WASHINGTON (AP) — A rabbi accused of secretly videotaping nude women at a Jewish ritual bath recorded more than 150 women, prosecutors said during a meeting with victims, the first specifics they have given on the scope of the man's recording.

When prosecutors charged Barry Freundel with voyeurism late last year, they based the accusations on recordings of six women but indicated more had been filmed. During a meeting with victims Wednesday evening at the U.S. Attorney's Office in Washington, prosecutors discussed the number of victims revealed by an investigation along with the benefits of a plea deal in the case.

The meeting was closed to the press. But three people who attended told The Associated Press what was discussed. Two individuals spoke on condition of anonymity because they were not authorized to publicly discuss the closed-door meeting.

The third person, a victim, is not being identified because The Associated Press does not identify victims of sex crimes.

Freundel's attorney, Jeffrey Harris, did not immediately return a call Thursday requesting comment. William Miller, a spokesman for the U.S. Attorney's Office in the District of Columbia, which is prosecuting the case, declined comment, citing an ongoing investigation.

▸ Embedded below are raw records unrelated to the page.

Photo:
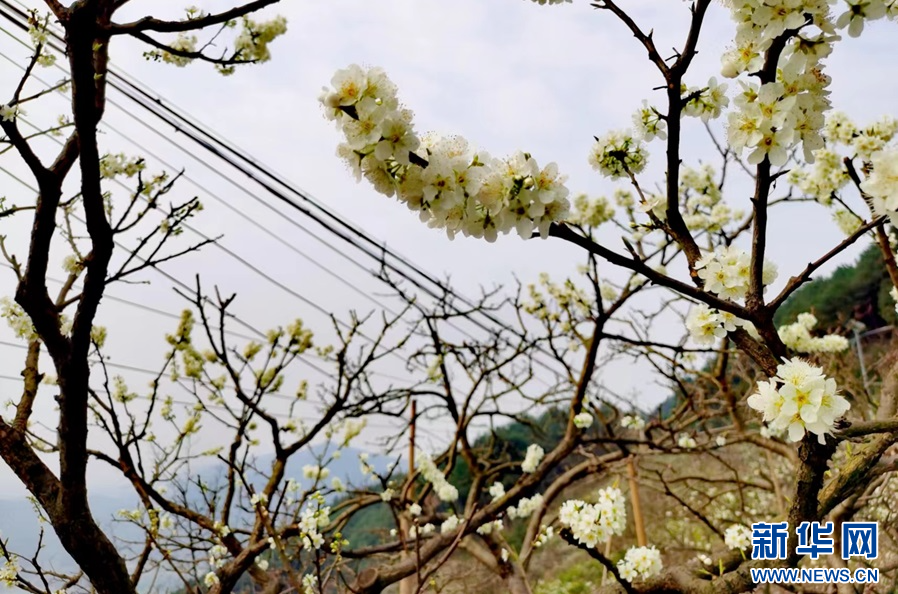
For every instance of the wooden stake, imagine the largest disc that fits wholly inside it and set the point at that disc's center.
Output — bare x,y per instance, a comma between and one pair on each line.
634,500
409,585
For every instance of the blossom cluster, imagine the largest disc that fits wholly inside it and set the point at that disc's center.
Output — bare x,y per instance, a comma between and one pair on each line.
594,523
706,102
526,506
618,154
449,184
10,572
250,45
798,337
314,517
583,420
726,272
37,30
640,562
799,398
444,490
882,184
532,458
632,422
737,537
775,116
703,200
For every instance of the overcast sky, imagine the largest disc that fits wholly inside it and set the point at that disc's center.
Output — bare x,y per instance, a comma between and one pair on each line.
505,74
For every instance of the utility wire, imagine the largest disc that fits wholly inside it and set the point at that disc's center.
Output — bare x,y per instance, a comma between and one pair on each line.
207,139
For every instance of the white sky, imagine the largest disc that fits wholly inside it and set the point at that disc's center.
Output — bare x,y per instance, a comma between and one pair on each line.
505,74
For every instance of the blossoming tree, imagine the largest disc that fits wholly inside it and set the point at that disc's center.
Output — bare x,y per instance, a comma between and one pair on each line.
803,441
685,238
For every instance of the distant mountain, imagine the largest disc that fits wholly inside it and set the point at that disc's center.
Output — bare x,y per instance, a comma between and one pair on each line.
19,525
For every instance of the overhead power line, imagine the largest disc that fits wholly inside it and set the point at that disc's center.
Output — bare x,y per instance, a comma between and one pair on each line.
289,194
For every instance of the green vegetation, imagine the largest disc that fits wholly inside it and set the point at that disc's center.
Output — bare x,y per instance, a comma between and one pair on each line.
857,291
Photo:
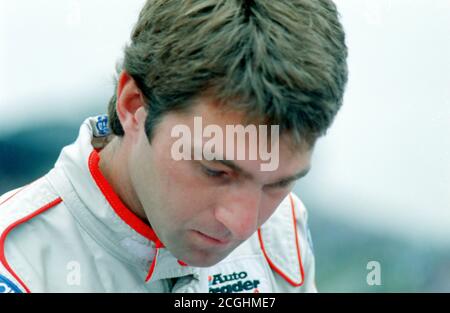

Freundel, 63, was a rabbi at the Kesher Israel synagogue in Washington for over 25 years and a prominent orthodox rabbi before his October arrest on voyeurism charges. Court documents accuse him of setting up a recording device disguised as a digital clock radio in the changing and showering area of The National Capital Mikvah, a ritual cleansing bath affiliated with Kesher Israel that opened in 2005.

Police arrested Freundel on Oct. 14 after a person associated with the mikvah discovered the hidden camera. Police initially found videos of six women entering and exiting a mikvah shower, and court documents say Freundel appears on film setting up the recording device. A search of his home turned up other media storage devices, and he has since been fired from the synagogue.

During Wednesday's meeting, prosecutors told victims, their spouses and some lawyers representing them that an investigation had determined Freundel had filmed 152 women. Prosecutors said 88 of the women had been filmed within the last three years. They said another 64 were filmed going back to 2009, though a statute of limitations bars prosecutors from charging Freundel with voyeurism based on those recordings.

The next hearing in the case is Feb. 19.